Cesta básica encareceu demais

A banana teve aumento vertiginoso no preço. Batata inglesa subiu e ainda não normalizou o preço. Cebola continua com valor acima da média dos últimos tempos. Em virtude das chuvas, hortaliças dispararam. Comprar está cada vez mais caro em qualquer rede supermercadista. As promoções são diárias, em setores diferentes. E o consumidor corre para aproveitar de alguma forma, algum produto que possa equilibrar seu orçamento.

Não há preços tabelados. Já passou a época do congelamento de preços. É a lei da oferta e da procura que prevalece.

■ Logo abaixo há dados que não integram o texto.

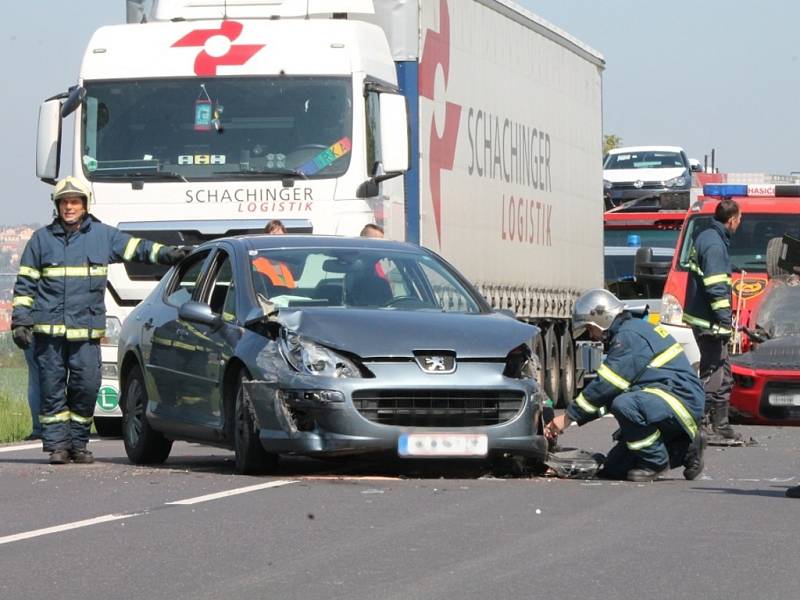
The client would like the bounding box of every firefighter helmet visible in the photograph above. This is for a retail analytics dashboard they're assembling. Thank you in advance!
[53,175,92,210]
[572,288,625,338]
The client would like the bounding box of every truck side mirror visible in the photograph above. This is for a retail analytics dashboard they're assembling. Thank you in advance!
[36,99,61,183]
[380,93,408,175]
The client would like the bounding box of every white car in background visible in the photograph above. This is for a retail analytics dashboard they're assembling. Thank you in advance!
[603,146,701,210]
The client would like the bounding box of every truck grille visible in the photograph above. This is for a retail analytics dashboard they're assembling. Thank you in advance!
[353,390,525,427]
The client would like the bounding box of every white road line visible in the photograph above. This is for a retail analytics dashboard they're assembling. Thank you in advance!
[0,513,144,545]
[165,479,298,506]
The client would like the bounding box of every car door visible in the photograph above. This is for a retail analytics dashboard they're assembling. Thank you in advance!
[143,249,211,421]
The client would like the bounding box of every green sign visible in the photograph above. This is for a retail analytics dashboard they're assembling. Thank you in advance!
[97,385,119,412]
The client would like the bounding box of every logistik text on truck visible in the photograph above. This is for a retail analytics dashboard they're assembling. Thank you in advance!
[37,0,604,429]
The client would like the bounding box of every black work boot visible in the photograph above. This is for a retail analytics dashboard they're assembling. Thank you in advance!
[711,402,744,442]
[683,429,706,481]
[70,448,94,465]
[628,465,669,482]
[50,450,70,465]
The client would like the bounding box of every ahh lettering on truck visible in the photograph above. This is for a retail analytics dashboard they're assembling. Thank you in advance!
[419,0,553,246]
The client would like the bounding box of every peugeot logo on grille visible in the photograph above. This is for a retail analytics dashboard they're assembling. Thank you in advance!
[414,351,456,375]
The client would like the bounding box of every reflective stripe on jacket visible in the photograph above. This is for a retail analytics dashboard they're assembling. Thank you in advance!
[567,312,705,437]
[682,220,732,335]
[11,215,164,340]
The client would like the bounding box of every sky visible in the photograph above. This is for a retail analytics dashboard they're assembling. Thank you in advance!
[0,0,800,225]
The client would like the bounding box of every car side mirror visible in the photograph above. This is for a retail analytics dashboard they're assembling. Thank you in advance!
[178,300,222,327]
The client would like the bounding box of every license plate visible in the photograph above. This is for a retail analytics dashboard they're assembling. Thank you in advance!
[397,433,489,457]
[769,394,800,406]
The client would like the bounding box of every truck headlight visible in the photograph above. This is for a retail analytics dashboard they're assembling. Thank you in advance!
[100,317,122,346]
[279,330,361,378]
[664,173,689,187]
[660,294,683,326]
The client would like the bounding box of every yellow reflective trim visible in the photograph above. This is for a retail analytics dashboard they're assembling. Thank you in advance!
[122,238,142,260]
[647,342,683,367]
[19,265,42,279]
[69,413,92,425]
[11,296,33,308]
[150,242,164,264]
[683,313,711,329]
[39,410,69,425]
[711,298,731,310]
[575,393,601,414]
[703,273,730,287]
[642,388,697,439]
[597,363,631,390]
[626,429,661,450]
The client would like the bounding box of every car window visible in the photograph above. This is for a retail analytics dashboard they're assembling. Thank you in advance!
[251,248,481,312]
[165,251,209,306]
[603,150,686,169]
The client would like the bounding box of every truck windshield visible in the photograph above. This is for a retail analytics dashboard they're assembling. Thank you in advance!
[680,213,800,272]
[81,76,353,181]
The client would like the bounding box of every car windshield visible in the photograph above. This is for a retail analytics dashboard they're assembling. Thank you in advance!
[251,248,485,313]
[81,76,352,180]
[680,213,800,273]
[603,150,686,169]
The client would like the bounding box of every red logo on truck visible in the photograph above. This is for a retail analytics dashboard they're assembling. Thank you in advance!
[172,21,264,77]
[419,0,461,240]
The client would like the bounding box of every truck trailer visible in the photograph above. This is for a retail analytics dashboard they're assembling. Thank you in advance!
[37,0,604,426]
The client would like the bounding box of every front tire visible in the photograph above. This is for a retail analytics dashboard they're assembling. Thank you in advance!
[122,365,172,465]
[233,370,278,475]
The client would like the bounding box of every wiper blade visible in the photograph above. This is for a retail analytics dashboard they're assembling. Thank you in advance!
[214,168,308,179]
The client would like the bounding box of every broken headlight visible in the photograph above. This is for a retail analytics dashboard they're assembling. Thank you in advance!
[280,330,361,378]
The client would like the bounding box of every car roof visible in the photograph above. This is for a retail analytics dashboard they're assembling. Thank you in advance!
[608,146,683,154]
[203,234,426,253]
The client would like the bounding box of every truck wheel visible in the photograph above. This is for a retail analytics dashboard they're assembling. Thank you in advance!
[94,417,122,437]
[559,331,575,408]
[233,369,278,475]
[767,238,791,277]
[544,327,561,406]
[121,365,172,465]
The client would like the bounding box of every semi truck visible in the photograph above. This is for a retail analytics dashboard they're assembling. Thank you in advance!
[37,0,604,433]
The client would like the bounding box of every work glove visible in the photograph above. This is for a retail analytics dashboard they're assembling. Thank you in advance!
[158,246,189,265]
[11,327,33,350]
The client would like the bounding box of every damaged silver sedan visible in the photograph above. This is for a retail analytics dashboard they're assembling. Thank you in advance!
[119,235,547,473]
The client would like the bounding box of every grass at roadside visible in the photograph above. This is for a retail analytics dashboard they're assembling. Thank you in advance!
[0,367,31,443]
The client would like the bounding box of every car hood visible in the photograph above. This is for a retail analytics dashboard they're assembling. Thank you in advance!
[603,167,686,183]
[276,308,539,359]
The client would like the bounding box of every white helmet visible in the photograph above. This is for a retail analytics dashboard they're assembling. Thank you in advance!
[53,175,92,210]
[572,288,625,338]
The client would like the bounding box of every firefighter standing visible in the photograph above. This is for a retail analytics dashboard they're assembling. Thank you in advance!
[545,289,704,481]
[683,198,742,443]
[11,177,186,464]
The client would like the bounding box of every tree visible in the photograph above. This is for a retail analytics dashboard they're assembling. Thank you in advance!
[603,133,622,154]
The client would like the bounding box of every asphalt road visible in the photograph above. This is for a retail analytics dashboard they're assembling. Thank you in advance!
[0,419,800,600]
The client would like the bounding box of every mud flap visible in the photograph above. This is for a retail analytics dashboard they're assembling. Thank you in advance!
[544,448,606,479]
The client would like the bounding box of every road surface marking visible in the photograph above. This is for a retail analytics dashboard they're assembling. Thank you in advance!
[0,513,144,545]
[165,479,297,506]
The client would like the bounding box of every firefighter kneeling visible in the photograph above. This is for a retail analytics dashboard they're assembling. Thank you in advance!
[545,289,705,481]
[11,177,187,464]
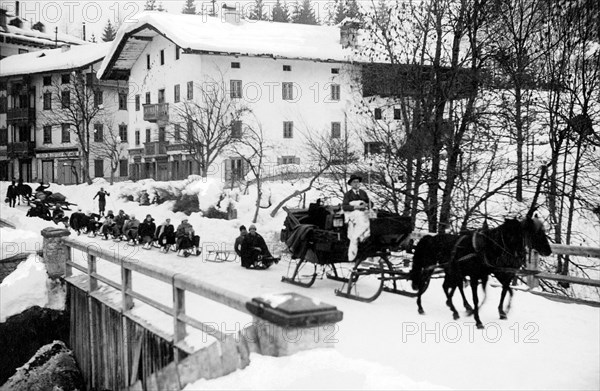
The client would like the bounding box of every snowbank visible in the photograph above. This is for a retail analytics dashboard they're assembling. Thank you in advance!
[0,255,48,322]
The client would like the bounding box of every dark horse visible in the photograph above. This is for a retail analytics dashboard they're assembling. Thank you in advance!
[409,234,473,315]
[444,216,552,328]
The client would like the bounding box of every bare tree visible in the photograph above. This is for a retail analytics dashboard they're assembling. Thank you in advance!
[232,122,271,223]
[42,69,105,184]
[171,78,251,177]
[90,119,127,185]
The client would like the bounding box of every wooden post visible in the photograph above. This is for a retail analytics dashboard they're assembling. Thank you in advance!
[527,250,540,289]
[88,252,98,293]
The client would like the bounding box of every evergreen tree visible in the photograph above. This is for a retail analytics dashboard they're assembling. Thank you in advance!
[273,0,290,23]
[144,0,156,11]
[181,0,196,15]
[102,19,117,42]
[248,0,269,20]
[292,0,319,24]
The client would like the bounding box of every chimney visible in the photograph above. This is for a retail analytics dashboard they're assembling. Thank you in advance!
[0,8,6,29]
[340,20,359,49]
[222,4,241,24]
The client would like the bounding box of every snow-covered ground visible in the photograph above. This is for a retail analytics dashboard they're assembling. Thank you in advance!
[0,181,600,390]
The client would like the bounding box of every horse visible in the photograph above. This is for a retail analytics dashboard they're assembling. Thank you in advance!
[444,215,552,328]
[409,234,473,314]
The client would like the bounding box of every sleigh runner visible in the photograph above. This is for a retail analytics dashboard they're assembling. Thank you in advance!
[281,204,413,302]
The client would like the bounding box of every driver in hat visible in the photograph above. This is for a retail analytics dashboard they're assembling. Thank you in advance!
[342,174,370,211]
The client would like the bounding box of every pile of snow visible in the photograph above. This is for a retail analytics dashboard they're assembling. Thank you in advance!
[0,255,48,322]
[184,349,448,391]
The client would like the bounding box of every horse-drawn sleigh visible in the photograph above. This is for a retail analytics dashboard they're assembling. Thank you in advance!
[281,203,413,302]
[281,199,551,327]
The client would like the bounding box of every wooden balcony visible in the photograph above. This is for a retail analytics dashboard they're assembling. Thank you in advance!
[144,141,169,157]
[144,103,169,122]
[6,107,35,123]
[6,141,35,159]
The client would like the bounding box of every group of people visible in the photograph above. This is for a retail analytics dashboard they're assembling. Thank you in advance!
[234,224,280,269]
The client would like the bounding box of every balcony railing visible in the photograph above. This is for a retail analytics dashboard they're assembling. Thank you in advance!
[144,141,169,156]
[144,103,169,122]
[6,107,35,122]
[6,141,35,158]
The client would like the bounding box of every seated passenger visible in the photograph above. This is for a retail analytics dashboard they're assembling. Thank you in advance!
[154,219,175,252]
[241,224,279,269]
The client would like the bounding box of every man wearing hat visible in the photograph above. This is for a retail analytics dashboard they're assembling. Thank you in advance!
[342,174,370,211]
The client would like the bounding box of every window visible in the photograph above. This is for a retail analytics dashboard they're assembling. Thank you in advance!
[119,159,129,176]
[0,128,8,145]
[94,159,104,178]
[374,109,381,119]
[60,124,71,144]
[60,91,71,109]
[119,124,127,143]
[283,121,294,138]
[331,122,342,138]
[43,125,52,144]
[119,92,127,110]
[94,90,104,107]
[281,83,294,100]
[331,84,340,100]
[229,80,242,99]
[44,92,52,110]
[188,81,194,100]
[173,124,181,141]
[94,124,104,143]
[365,141,383,155]
[173,84,179,103]
[231,121,242,138]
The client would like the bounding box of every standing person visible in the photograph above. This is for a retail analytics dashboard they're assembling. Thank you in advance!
[342,175,371,211]
[93,187,110,216]
[139,214,156,250]
[6,179,19,208]
[233,225,248,258]
[154,219,175,252]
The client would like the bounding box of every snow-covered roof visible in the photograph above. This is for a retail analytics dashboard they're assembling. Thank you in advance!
[0,42,111,77]
[98,12,351,77]
[0,25,87,47]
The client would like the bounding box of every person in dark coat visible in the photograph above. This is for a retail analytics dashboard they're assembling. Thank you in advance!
[93,187,110,216]
[342,175,371,211]
[6,179,19,208]
[154,219,175,252]
[233,225,248,258]
[138,215,156,249]
[240,224,273,269]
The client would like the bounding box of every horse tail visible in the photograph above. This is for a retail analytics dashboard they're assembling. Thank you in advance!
[408,235,432,291]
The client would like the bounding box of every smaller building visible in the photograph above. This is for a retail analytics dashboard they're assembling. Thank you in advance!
[0,43,129,184]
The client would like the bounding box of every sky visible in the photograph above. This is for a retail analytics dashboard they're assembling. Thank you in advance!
[0,0,354,40]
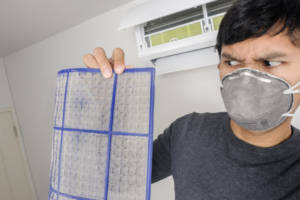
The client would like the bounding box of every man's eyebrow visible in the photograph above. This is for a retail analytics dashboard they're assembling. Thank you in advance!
[222,53,243,62]
[255,52,287,61]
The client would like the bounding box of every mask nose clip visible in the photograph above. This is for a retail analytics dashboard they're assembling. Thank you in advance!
[283,81,300,94]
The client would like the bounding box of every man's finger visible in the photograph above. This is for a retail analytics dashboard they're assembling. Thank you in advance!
[93,47,112,78]
[83,54,99,68]
[112,48,125,74]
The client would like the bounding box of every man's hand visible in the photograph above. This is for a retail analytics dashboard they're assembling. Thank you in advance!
[83,47,133,78]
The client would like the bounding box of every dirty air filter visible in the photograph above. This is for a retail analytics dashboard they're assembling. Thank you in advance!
[48,68,155,200]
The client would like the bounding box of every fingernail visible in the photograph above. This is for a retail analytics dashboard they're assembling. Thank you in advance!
[116,65,123,73]
[104,68,111,78]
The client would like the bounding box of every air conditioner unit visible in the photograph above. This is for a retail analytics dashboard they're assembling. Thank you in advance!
[119,0,234,74]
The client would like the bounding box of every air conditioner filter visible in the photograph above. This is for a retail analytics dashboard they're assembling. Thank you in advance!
[48,68,155,200]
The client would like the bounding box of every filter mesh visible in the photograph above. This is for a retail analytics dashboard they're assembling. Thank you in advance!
[48,68,155,200]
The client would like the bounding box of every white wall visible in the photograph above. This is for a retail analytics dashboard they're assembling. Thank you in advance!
[0,1,300,200]
[0,58,12,109]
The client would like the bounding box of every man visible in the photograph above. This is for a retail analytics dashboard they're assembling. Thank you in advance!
[84,0,300,200]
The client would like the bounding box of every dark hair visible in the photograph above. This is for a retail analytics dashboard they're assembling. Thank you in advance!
[216,0,300,55]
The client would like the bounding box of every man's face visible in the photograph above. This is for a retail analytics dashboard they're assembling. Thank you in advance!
[218,28,300,115]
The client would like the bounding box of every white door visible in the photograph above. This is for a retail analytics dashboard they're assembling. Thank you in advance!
[0,111,36,200]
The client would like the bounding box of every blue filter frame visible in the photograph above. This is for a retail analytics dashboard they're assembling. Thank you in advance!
[48,67,155,200]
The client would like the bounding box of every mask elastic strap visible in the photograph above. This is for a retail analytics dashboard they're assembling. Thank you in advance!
[281,113,295,117]
[283,81,300,94]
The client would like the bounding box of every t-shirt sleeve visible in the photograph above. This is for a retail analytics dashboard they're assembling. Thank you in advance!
[152,113,197,183]
[152,119,175,183]
[151,126,171,183]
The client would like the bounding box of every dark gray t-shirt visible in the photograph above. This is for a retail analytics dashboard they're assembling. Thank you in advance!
[152,113,300,200]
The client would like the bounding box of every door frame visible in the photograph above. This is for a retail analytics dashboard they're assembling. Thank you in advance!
[0,107,37,200]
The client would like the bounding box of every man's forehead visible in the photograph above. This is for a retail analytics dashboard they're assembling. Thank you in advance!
[221,29,300,60]
[221,50,289,62]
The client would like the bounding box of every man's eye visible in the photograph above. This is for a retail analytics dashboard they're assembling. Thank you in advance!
[264,60,282,67]
[225,60,240,66]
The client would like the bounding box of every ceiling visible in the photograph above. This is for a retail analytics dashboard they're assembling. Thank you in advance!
[0,0,131,57]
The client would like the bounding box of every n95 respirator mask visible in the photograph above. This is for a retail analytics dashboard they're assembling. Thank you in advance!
[221,68,300,130]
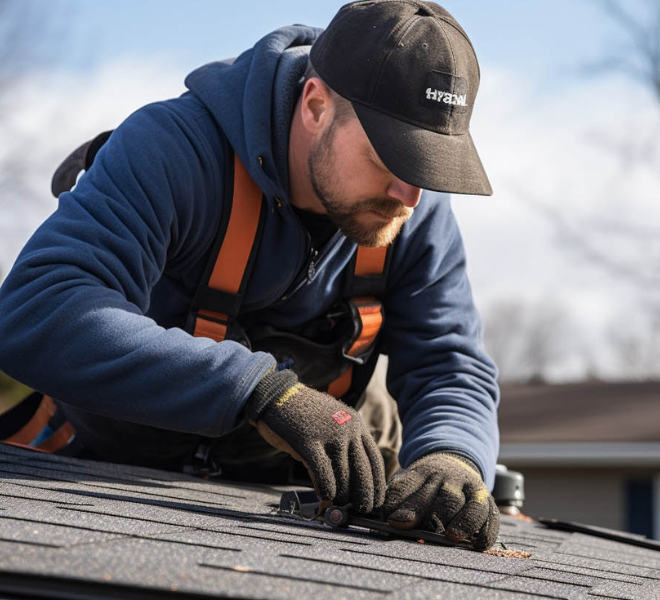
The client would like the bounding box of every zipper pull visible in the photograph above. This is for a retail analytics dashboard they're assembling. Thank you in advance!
[307,249,319,282]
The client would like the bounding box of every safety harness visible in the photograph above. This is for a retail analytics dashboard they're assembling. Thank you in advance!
[0,132,391,454]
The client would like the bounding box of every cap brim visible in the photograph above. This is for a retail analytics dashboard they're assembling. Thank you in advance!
[352,102,493,196]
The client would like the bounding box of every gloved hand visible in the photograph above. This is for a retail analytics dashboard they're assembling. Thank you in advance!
[383,453,500,550]
[245,371,386,513]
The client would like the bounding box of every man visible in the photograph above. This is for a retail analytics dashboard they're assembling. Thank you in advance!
[0,0,499,549]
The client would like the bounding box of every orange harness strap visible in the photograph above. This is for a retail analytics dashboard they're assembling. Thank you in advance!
[193,154,263,342]
[2,396,76,453]
[328,246,389,398]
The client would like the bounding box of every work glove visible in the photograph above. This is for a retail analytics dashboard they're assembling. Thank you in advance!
[245,371,386,513]
[383,453,500,550]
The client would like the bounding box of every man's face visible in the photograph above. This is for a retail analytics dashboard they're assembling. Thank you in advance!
[308,109,421,247]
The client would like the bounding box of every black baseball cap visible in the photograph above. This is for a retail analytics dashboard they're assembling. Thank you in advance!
[310,0,493,196]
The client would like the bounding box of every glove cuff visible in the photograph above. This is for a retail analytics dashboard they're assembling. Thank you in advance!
[440,452,484,480]
[245,369,298,423]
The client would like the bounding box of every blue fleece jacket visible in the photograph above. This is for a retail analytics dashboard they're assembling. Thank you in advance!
[0,26,498,487]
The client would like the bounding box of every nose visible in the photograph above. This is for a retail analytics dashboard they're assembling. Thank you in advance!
[387,178,422,208]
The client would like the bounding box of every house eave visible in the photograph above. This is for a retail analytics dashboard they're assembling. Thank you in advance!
[498,442,660,468]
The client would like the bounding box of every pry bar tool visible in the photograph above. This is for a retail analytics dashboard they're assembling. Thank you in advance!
[278,491,473,550]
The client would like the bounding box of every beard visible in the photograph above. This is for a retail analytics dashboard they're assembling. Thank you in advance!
[308,120,413,248]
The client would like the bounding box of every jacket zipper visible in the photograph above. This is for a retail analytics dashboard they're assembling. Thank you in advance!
[273,211,342,306]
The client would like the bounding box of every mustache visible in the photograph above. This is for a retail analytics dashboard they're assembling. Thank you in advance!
[352,198,414,219]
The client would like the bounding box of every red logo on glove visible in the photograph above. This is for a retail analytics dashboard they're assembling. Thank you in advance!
[332,410,353,425]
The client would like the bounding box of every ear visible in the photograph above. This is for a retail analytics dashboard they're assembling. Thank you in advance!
[300,77,333,135]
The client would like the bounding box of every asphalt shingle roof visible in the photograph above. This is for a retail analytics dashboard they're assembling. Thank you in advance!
[0,444,660,600]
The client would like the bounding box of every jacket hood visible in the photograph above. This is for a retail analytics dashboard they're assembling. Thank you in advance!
[185,25,322,202]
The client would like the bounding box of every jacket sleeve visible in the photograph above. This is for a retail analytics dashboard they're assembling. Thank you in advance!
[0,100,274,436]
[385,192,499,489]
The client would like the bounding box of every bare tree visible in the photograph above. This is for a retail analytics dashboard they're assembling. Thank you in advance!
[484,300,572,382]
[0,0,69,404]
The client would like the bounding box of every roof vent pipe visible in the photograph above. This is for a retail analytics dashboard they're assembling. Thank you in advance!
[493,465,525,516]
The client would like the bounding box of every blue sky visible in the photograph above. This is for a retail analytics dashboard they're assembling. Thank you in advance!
[64,0,616,88]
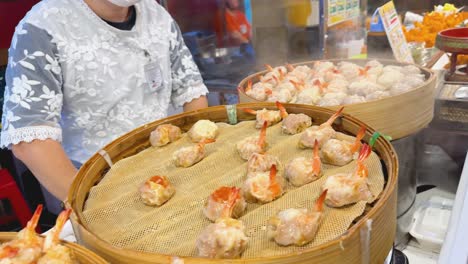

Com o dólar em alta, o óleo de soja teve majoração significativa na sua embalagem de 900 Ml.  Os laticínios igualmente apresentaram altas importantes e o setor de carnes bovinas levou junto, no aumento dos preços, os suínos e também aves. Está difícil para a dona de casa comprar a cesta básica com os mesmos produtos, gastando o que tinha para essa despesa há alguns meses atrás.

Uma desaceleração aqui e ali até chega a ser comemorada pela equipe econômica, mas não tem grande significado para o assalariado e muito menos para o aposentado. A política do governo para o setor de petróleo e gás, não é benéfica para quem compra gás de cozinha ou abastece veículos a gasolina e álcool. Falar do preço do produto na refinaria é para inglês ver. E não há medida prática que tenha sido tomada para realmente conter a exploração no setor. Fica fácil verificar a diferença de preços nos últimos dois anos, com os números da Transparência do governo. Só não vê quem não quer. E o pior cego é o que não quer enxergar.

Paulo Guedes entrou no governo como uma esperança de mudança na política de sua pasta e até agora praticamente nada produziu. Reforma tributária permanece em alguma gaveta e só em casos de ameaça de greve, como a dos caminhoneiros, temos alguma ação de redução que o governo pode fazer para impedir um aumento que machucaria ainda mais a categoria. É pouco para quem prometeu tanto. Salários de primeiro escalão são estratosféricos, mas não ocorreu ação política para impedir que haja tamanha distância entre os ganhos de ministros e de contribuintes do INSS que podem chegar a uma aposentadoria, cumpridas todas as exigências, pouco maior do que R$ 6.000,00.

Não se espera o fim do Bolsa Família. Nem que haja extinção da pobreza em um mandato de governo que não roube. Porém, se esperava mais do que aconteceu até aqui em Fevereiro de 2021. O Brasil está quebrado? Não! Suas reservas foram reduzidas? Sim… mas há compromissos sociais que precisam ser cumpridos. Ainda na Pandemia do Coronavírus, a extinção do Auxílio Emergencial para quem vinha recebendo, é uma perda importante. Após estabelecer uma calmaria política, elegendo seus candidatos nas duas casas do Congresso, aguarda-se um plano de governo que justifique o voto de milhões de brasileiros que elegeram Jair Messias Bolsonaro.